Why understanding AI matters
Phil Donelson Phil Donelson
February 18 4 min

Why understanding AI matters

As artificial intelligence (AI) becomes more prominent in our lives, we are increasingly reliant on its decision-making. Understanding AI and its reasoning is becoming more crucial to how we trust such a potentially powerful technology. But, as AI grows in sophistication, the complexity and abstraction behind its decisions takes us further away from that understanding. This is why many governing bodies, including the EU and British government, are pushing for greater AI explainability.

In this blog, we look at why understanding AI matters, exploring the concept of “the black box of AI” and why AI explainability is so important.

The black box of AI

The function of AI is defined by its ability to find patterns in enormous data sets, and to solve problems faster and more accurately than humans can.

Conclusions made from these patterns are often too complex for us to understand. This is referred to as “the black box of AI”. The more complex problems that AI can solve, the more difficult it becomes for us to comprehend how it has solved them. A dilemma arises: as AI becomes more accurate for complex, and more interesting, problems, it also becomes more difficult to explain.

Modeled on the mystery of the brain

Neural networks are the key to the success of technologies like machine learning and deep learning. It is what allows AI to ‘learn’, as it were. All you have to do is supply the data as learning material. Modeled on how the human brain works, neural networks process information by passing it through numerous layers. Mathematical rules are used to score each input at each layer. As it passes through multiple layers, a structured set of relationships is created, until it produces an output or prediction.

These connections between the layers are hard to decipher: that’s the “black box”. The black box of AI is the complexity or the lack of clarity of this multi-layered learning-to-output process.

AI explainability

AI explainability, then, is the concept of how we make AI more transparent, how we “open the black box” so we can understand why an outcome has been arrived at.
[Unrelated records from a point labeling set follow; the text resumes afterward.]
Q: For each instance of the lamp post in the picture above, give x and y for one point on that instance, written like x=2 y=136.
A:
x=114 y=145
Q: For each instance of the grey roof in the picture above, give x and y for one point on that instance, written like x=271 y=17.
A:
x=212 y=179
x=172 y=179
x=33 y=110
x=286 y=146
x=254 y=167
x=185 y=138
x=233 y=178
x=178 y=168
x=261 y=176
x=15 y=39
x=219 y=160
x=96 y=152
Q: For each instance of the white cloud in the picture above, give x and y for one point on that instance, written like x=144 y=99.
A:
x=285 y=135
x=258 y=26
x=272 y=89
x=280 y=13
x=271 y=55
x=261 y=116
The importance of building user trust

The more results-driven of you out there might ask: “Why is it so important to know how AI has come to a decision? Surely, it’s the results that matter.” Here are some examples which illustrate why AI explainability is so important.

Diagnosing decisions

AI is increasingly being used successfully in healthcare, with AI models demonstrating incredible accuracy at predicting diagnoses at an earlier stage than previously possible. The potential for this technology to transform people’s lives is vast. But what happens when we can’t explain why a diagnosis has been made?

Yes, it might not seem to matter when the goal is saving lives, if lives are saved. But what happens when the AI model gets it wrong, and the diagnosis is incorrect; what are the legal, medical, and insurance implications of scenarios like this? How can this mistake be explained to governing bodies, healthcare professionals, and, most importantly, the patients? Another good example is autonomous cars. If an accident occurs and the car manufacturer cannot explain why its vehicle made the decision that it did, how do we proceed?

AI safeguarding

Situations like this have the potential to lead to people losing trust in AI models. It’s crucial to understand AI decisions, so that you can build user trust. You must be able to understand why AI has made a prediction if you want to safeguard against the scenarios above and to prevent your AI models developing undesirable results or biases.
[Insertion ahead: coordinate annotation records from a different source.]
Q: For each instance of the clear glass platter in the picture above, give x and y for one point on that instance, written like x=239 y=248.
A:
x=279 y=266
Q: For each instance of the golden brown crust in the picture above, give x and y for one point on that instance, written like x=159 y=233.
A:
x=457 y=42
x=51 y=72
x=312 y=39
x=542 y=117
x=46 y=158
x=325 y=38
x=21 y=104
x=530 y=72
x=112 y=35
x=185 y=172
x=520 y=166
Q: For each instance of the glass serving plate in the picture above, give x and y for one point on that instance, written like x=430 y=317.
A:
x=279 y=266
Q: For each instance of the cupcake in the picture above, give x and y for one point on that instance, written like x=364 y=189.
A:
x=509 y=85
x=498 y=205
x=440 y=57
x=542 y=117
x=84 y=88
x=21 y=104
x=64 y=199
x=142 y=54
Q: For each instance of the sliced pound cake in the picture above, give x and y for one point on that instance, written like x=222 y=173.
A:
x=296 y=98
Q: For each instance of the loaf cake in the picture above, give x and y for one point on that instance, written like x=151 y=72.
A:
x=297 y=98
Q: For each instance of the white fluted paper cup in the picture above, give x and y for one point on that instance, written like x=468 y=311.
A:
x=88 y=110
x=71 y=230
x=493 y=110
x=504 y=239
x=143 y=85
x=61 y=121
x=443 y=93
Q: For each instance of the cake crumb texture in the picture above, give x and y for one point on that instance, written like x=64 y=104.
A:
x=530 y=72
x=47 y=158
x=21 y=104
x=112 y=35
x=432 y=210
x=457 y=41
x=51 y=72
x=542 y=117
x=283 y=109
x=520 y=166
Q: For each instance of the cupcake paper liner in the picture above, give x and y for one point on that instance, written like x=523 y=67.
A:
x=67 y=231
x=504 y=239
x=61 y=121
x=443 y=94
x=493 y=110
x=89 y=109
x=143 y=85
Understanding AI with human-centric solutions

Trust and transparency are essential, if we are going to achieve what’s possible with AI — a world where AI is a driving force for improving human lives. At Element AI, we have developed a solution to the problem of the AI “black box”.

AI explained

Our explainability API is designed to remove any reliance on “black-box” models by providing clear explanations tailored to users with different technical and business knowledge.

The solution provides interpretable interfaces and visualizations to make it much easier for users to understand AI outcomes. Fairness analysis, which explores, identifies, and mitigates for inaccurate or unfair models that have learned biases from poorly constructed datasets, helps build user trust and prevent undesirable biases from occurring.

The key to success with AI explainability is to make your AI-solutions as human-centric as possible. Because it is only when AI solutions can be easily used and understood by those who use the technology, that it can begin to solve business problems and transform lives.